One of the highlights of the trip for me was an excursion a group of us took the day before the scheduled panels began. We hiked up to Taktsang, the famous “Tiger’s Nest” monastery perched on the craggy cliffs above Paro, where Guru Rinpoche was famed to have flown on the back of a tigress in the 8th century. Among the group of pilgrims that afternoon was a doctor I’ve known for years who hails from Mustang, Nepal, the vice director of the largest Tibetan medical consortium in China, and various other scholars and friends. As we climbed up to the monastery, I delighted in overhearing conversations about the medicinal plants we were seeing, the lushness of Bhutan’s forests, comparative stories of medical practice, and practical discussions about future collaborations. By the time we reached the temple, high altitude sun had given way to ominous clouds. Soon, the rains came. We huddled together in the various temples (lhakhang), paying respects and delivering kathak from far-flung locales under the raucous sound of the downpour. By the time we began our descent, the red earth trail had turned to slick mud, impelling us to hold hands, to help each other down the mountain.
What I found most striking, though, was participants’ sincere desire to communicate, to bridge gaps of culture or experience, and to come to know more about the diversity of healing practices throughout Asia, and, when it comes to Sowarikpa, on both sides of the Himalayas.
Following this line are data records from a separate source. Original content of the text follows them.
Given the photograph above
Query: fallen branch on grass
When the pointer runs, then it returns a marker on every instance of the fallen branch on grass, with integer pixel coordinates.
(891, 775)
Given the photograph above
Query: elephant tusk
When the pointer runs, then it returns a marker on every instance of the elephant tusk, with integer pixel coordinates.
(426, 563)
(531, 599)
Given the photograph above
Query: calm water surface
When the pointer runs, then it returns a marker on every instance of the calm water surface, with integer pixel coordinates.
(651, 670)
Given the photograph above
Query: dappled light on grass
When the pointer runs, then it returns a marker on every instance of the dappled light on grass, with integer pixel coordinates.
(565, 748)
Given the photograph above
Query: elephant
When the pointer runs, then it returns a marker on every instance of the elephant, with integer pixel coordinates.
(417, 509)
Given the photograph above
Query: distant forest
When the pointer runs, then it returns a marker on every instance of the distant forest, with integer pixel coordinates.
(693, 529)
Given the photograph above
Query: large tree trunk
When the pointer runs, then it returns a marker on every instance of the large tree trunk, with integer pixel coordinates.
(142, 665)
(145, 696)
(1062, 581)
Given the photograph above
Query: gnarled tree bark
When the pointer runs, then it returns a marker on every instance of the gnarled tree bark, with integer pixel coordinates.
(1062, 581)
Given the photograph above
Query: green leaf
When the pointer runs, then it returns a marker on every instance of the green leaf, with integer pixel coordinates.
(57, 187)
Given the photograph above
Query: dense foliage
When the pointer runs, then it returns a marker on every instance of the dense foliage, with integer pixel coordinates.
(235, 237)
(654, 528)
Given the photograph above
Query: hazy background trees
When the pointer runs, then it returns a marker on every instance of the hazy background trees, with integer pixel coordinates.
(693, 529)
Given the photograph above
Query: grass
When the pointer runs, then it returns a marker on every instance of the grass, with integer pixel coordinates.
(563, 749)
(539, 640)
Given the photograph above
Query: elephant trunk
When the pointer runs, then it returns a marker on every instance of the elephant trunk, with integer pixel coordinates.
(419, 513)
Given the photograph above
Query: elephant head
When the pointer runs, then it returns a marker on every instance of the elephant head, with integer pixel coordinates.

One evening, most of the Tibetan amchi and menpa (practitioners of Tibetan medicines) in attendance gathered together for dinner and shared stories late into the evening. By the account of this event I heard from friends the next day, it was an unprecedented, and moving experience. The following morning, I encountered a senior Tibetan doctor at the book display. This individual had spent the first half of his career in Lhasa, but was now a prominent practitioner in India. His voice cracked as he told me about the previous evening, and his delight in discovering that one of the young Tibetan doctors from China whom I’d helped to invite was the son of a dear friend of his, from his Lhasa days. “This,” he said in central Tibetan, “is lineage.” I couldn’t agree more.
Sienna R. Craig is Assistant Professor of Anthropology at Dartmouth College as well as the cofounder of Drokpa. She is the author of Horses Like Lightning: A Story of Passage Through the Himalayas (Wisdom Publications, 2008), Clear Sky, Red Earth: A Himalayan Story (Mera Publications, 2004), and the coeditor (with Vincanne Adams and Mona Schrempf) of Medicine Between Science and Religion: Explorations on Tibetan Grounds (Berghahn Books, 2010).